Heightened recognition of impacts to coastal salt marshes from sea-level rise has led to expanding interest in using thin-layer sediment placement (TLP) as an adaptation tool to enhance future marsh resilience. Building on successes and lessons learned from the Gulf and southeast U.S. coasts, projects are now underway in other regions, including New England where the effects of TLP on marsh ecosystems and processes are less clear. In this study, we report on early responses of a drowning, microtidal Rhode Island marsh (Ninigret Marsh, Charlestown, RI) to the application of a thick (10–48 cm) application of sandy dredged material and complimentary extensive adaptive management to quickly build elevation capital and enhance declining high marsh plant species. Physical changes occurred quickly. Elevation capital, rates of marsh elevation gain, and soil drainage all increased, while surface inundation, die-off areas, and surface ponding were greatly reduced.
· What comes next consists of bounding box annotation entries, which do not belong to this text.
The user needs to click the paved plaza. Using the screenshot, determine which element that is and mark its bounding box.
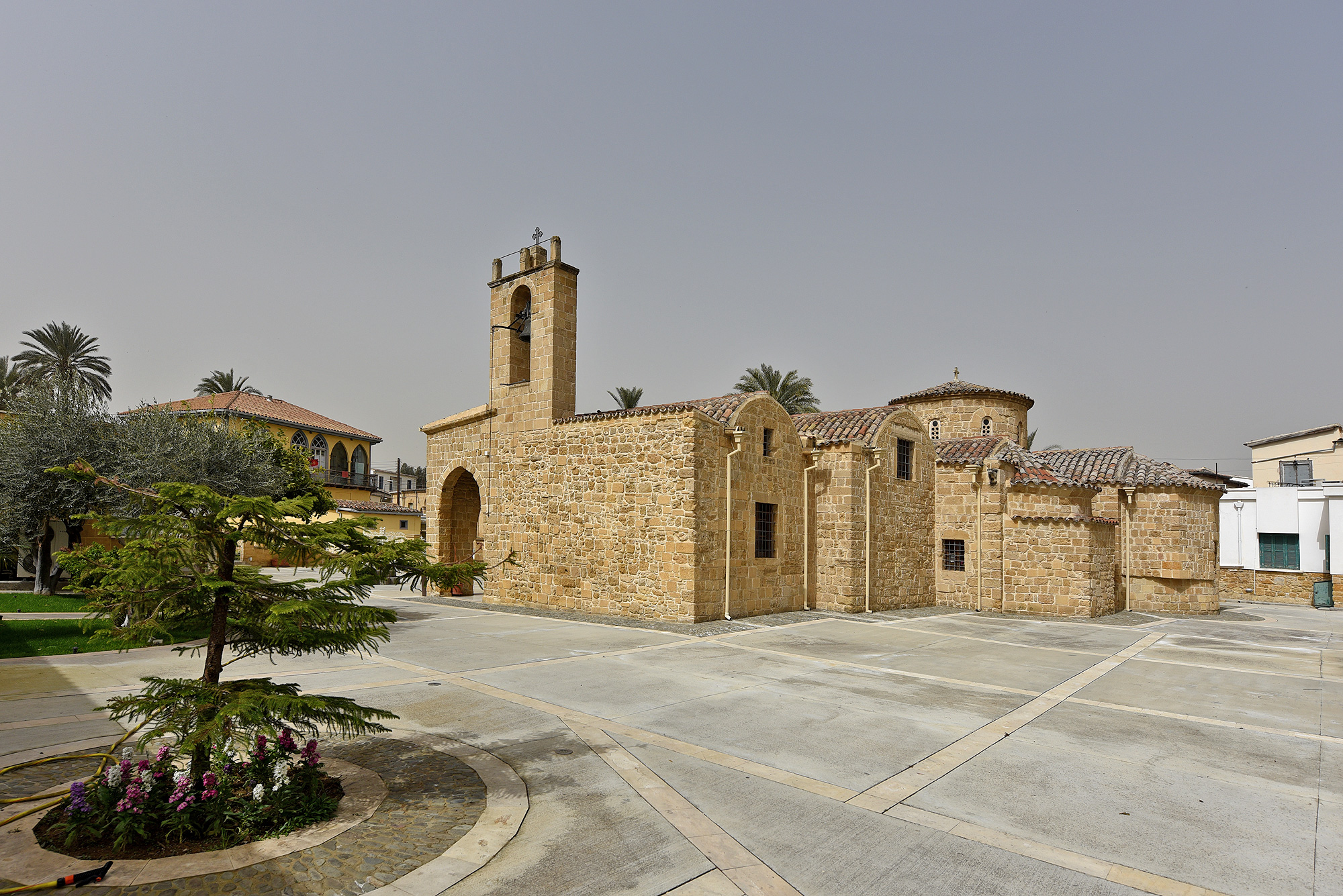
[0,589,1343,896]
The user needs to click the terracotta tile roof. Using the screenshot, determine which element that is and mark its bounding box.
[552,392,770,426]
[1245,423,1343,448]
[336,497,423,516]
[932,436,1003,464]
[997,440,1100,491]
[792,405,897,448]
[128,392,381,443]
[890,380,1035,408]
[1037,447,1222,491]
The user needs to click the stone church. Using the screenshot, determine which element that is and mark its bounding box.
[422,238,1221,622]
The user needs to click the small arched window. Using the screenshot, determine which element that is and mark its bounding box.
[313,434,326,468]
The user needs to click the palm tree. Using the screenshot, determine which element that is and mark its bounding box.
[1022,427,1064,450]
[13,321,111,400]
[196,368,261,396]
[0,358,23,411]
[606,387,643,411]
[736,364,821,413]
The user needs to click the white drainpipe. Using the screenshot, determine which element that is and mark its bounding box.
[723,427,745,619]
[802,448,821,609]
[862,448,882,613]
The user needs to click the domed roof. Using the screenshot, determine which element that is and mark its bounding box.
[888,375,1035,409]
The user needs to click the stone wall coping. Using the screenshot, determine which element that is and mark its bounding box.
[420,405,498,436]
[0,759,387,887]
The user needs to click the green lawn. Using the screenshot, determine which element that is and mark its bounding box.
[0,591,85,613]
[0,619,210,658]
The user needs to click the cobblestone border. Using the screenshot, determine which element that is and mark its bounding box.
[0,759,387,887]
[380,730,530,896]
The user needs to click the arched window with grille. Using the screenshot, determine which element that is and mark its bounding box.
[313,434,326,469]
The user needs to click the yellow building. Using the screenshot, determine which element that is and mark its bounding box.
[1245,423,1343,488]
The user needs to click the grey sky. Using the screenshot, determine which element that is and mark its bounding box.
[0,3,1343,473]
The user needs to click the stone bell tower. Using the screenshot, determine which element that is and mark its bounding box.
[489,232,579,431]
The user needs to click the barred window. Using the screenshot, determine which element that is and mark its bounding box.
[1260,532,1301,568]
[941,538,966,573]
[896,439,915,479]
[756,501,775,556]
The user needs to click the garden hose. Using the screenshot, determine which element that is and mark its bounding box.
[0,721,148,826]
[0,862,111,893]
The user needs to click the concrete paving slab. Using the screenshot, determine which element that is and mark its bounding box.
[438,732,713,896]
[620,668,1026,791]
[1076,657,1331,734]
[908,704,1319,896]
[618,738,1136,896]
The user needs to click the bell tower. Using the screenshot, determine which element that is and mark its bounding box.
[489,231,579,431]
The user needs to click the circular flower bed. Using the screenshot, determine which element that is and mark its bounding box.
[34,728,342,858]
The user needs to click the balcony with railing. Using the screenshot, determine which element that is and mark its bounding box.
[312,466,372,488]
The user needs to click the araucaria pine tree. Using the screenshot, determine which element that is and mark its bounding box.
[51,462,486,779]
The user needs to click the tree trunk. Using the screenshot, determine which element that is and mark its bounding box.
[32,523,56,594]
[191,539,238,781]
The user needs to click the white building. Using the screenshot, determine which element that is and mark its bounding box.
[1219,481,1343,603]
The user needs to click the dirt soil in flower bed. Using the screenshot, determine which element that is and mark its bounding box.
[32,777,345,860]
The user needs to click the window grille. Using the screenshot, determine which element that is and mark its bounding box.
[756,503,775,556]
[896,439,915,479]
[1277,460,1313,485]
[941,538,966,573]
[1260,532,1301,568]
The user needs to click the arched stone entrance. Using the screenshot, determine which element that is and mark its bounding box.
[438,466,481,594]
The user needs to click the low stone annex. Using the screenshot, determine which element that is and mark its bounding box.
[422,238,1221,622]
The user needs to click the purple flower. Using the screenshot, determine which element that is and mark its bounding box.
[66,781,93,815]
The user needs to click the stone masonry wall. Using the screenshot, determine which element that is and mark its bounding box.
[693,397,804,621]
[1002,485,1115,617]
[811,415,935,613]
[907,396,1027,444]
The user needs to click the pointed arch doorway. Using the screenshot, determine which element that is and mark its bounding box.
[438,466,481,594]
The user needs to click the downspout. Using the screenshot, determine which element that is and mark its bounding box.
[1119,488,1133,613]
[723,427,744,619]
[802,448,821,609]
[970,464,984,613]
[862,448,882,613]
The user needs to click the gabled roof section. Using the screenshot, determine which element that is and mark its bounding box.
[792,405,898,448]
[932,436,1003,464]
[128,392,381,443]
[997,440,1100,491]
[1245,423,1343,448]
[890,380,1035,408]
[1037,447,1222,491]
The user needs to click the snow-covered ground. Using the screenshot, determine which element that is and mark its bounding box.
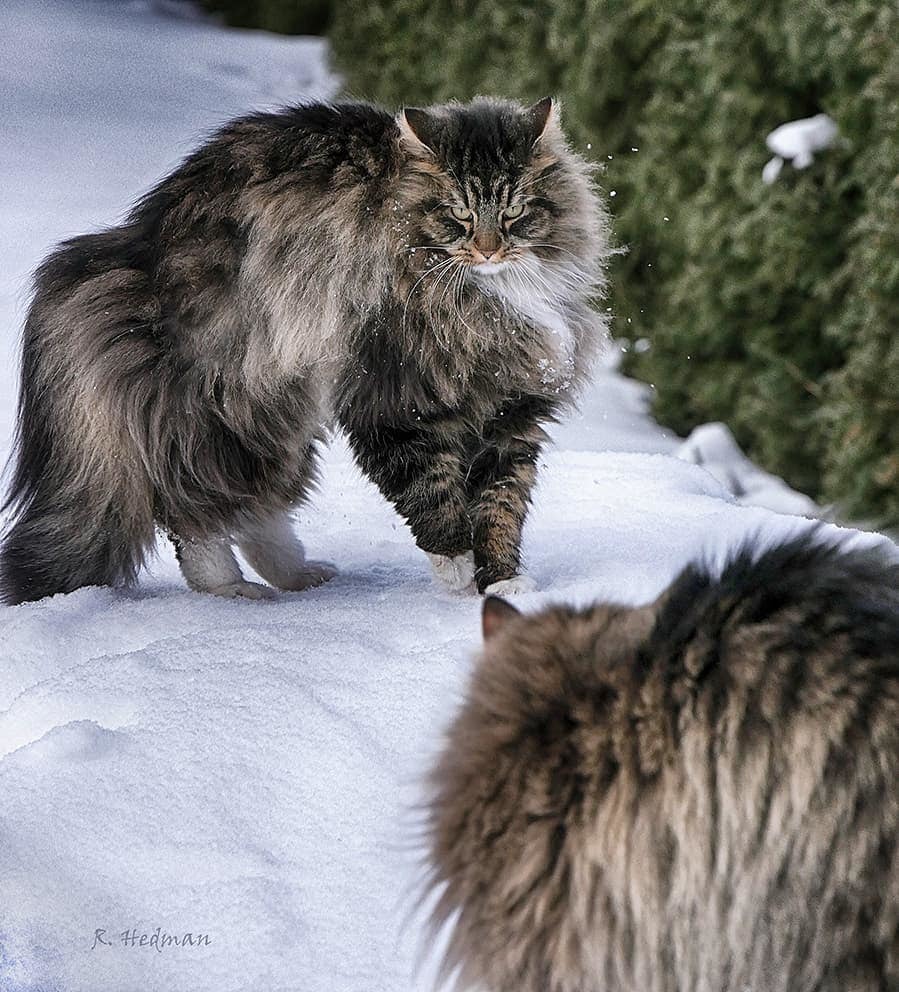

Much of the marsh revegetated within a few years, exhibiting aspects of classic successional processes leading to new expansive areas of high marsh species, although low marsh Spartina alterniflora recovered more slowly. Faunal communities, including nekton and birds, were largely unaffected by sediment placement. Overall, sediment placement provided Ninigret Marsh with an estimated 67–320 years of ambient elevation gain, increasing its resilience and likely long-term persistence. Project stakeholders intentionally aimed for the upper end of high marsh plant elevation growth ranges to build elevation capital and minimize maintenance costs, which also resulted in new migration corridors, providing pathways for future marsh expansion.